Quick links
ParseHawk is a local-first document AI solution for extracting structured data from unstructured documents. It processes PDFs, scans, images, text files and Markdown and returns validated JSON through a REST API, CLI and Web UI.
Needs addressed:
Public administrations and regulated organizations often receive forms, reports, referrals, invoices, legacy PDFs and scanned documents that need to be transformed into structured data. These documents may contain sensitive personal, medical, financial or administrative data and should not be sent to third-party AI APIs.
Features:
- Extract structured JSON from PDFs, scans, images, text files and Markdown
- Define custom extraction schemas
- Run locally by default on macOS Apple Silicon and Linux/NVIDIA
- Use REST API, CLI and Web UI
- Apache-2.0 open-source licence
- Local model serving using open-source infrastructure
Intended audience:
Developers, public-sector IT teams, municipalities, healthcare IT providers, DMS/ECM vendors and regulated organizations that need document extraction while retaining control over sensitive data.
Reuse:
ParseHawk can be installed from its GitHub repository and run locally. Users can define schemas and instructions for the document types they need to process, then integrate the REST API into existing document, case-management or data workflows.

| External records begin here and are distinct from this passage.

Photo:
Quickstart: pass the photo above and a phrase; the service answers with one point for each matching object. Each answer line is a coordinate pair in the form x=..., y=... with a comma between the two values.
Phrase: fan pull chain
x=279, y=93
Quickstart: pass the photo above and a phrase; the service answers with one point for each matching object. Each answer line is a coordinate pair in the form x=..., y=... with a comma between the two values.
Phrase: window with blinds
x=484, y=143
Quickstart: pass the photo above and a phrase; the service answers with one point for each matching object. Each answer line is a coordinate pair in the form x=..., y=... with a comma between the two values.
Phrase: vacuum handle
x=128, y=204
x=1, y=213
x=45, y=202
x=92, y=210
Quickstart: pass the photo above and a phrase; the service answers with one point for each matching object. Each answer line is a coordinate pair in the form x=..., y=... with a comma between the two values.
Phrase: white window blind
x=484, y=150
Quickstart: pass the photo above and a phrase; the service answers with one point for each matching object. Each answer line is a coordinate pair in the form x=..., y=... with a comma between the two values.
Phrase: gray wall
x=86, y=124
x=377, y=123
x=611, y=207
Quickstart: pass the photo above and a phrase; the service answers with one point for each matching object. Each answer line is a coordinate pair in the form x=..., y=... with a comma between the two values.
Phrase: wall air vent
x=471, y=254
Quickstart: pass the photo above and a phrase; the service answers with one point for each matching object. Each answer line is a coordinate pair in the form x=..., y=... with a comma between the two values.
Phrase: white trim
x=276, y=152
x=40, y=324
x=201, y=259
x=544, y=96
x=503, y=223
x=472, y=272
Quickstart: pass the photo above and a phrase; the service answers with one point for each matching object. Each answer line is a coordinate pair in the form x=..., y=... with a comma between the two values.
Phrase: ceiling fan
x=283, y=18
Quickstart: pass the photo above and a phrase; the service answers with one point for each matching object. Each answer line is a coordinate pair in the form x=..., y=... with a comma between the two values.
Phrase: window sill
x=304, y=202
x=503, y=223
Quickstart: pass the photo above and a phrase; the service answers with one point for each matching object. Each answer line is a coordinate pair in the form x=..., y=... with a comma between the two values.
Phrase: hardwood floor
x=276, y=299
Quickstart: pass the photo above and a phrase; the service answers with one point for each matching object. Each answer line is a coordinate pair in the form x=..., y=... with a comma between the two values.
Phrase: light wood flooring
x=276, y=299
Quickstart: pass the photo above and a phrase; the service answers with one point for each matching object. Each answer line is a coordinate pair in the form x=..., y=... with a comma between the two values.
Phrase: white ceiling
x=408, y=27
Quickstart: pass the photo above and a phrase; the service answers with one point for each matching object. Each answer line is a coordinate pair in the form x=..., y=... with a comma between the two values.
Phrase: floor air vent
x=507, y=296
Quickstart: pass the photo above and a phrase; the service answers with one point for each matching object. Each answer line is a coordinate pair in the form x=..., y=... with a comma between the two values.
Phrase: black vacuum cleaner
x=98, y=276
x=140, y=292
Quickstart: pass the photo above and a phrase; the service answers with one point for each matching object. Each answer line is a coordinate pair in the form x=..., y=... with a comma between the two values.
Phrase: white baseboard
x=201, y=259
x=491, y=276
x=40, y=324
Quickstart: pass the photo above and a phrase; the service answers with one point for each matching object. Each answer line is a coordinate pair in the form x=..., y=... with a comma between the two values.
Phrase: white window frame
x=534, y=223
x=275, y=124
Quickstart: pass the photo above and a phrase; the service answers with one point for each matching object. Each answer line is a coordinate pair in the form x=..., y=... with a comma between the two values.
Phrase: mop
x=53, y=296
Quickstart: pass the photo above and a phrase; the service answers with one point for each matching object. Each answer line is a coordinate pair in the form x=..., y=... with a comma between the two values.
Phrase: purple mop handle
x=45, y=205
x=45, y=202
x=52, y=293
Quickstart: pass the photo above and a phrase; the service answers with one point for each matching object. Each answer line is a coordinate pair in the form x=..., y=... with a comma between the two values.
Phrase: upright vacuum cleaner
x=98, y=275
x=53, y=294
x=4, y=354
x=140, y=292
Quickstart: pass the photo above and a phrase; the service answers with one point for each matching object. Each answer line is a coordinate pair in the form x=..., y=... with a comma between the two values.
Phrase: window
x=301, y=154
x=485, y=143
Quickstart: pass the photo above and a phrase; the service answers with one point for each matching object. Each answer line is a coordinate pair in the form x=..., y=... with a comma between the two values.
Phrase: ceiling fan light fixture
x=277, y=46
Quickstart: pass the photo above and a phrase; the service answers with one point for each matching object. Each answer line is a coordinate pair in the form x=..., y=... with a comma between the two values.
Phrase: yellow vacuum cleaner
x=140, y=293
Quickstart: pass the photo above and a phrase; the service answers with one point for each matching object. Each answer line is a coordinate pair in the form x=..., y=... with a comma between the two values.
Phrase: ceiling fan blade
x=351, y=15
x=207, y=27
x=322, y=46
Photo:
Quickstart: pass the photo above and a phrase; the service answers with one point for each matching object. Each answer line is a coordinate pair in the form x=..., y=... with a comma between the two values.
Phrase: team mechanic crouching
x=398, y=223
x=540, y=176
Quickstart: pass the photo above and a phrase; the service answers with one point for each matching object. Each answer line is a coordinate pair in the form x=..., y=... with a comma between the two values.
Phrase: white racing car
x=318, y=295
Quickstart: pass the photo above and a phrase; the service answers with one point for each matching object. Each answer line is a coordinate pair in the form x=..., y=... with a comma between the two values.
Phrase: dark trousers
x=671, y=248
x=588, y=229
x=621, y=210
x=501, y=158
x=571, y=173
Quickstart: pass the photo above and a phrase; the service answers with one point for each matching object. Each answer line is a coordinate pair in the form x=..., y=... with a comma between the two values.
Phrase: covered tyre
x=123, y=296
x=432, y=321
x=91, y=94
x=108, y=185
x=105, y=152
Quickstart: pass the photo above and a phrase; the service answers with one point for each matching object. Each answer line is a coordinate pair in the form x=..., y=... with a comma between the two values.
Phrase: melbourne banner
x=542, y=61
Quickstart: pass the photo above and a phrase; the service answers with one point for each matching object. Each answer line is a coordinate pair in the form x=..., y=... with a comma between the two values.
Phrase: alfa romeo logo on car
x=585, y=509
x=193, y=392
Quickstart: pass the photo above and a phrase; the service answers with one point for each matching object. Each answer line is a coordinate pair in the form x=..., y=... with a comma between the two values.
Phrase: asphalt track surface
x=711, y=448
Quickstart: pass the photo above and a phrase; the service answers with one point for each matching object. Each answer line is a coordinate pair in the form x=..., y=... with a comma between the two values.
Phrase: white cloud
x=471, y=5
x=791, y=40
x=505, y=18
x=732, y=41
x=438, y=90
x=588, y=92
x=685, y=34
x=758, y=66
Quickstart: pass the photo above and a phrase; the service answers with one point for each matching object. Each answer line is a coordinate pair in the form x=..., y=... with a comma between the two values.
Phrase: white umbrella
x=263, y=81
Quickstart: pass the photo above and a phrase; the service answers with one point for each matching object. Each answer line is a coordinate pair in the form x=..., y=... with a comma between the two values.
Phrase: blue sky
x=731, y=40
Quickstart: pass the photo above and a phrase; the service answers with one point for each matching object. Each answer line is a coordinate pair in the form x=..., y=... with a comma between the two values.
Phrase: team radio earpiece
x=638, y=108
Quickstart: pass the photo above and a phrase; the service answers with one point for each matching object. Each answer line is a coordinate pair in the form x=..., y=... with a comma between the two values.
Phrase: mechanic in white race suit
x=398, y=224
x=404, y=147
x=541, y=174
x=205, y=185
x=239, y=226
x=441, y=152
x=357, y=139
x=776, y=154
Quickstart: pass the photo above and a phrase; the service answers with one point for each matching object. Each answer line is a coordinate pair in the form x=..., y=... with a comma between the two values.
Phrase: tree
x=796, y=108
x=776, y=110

Standards and interoperability:
ParseHawk returns JSON and validates output against JSON Schema Draft 2020-12. It exposes an HTTP API suitable for integration into existing digital public-service workflows.
Policy contribution:
ParseHawk supports European digital sovereignty, open-source reuse and privacy-conscious AI adoption by enabling local document extraction without dependence on external AI APIs.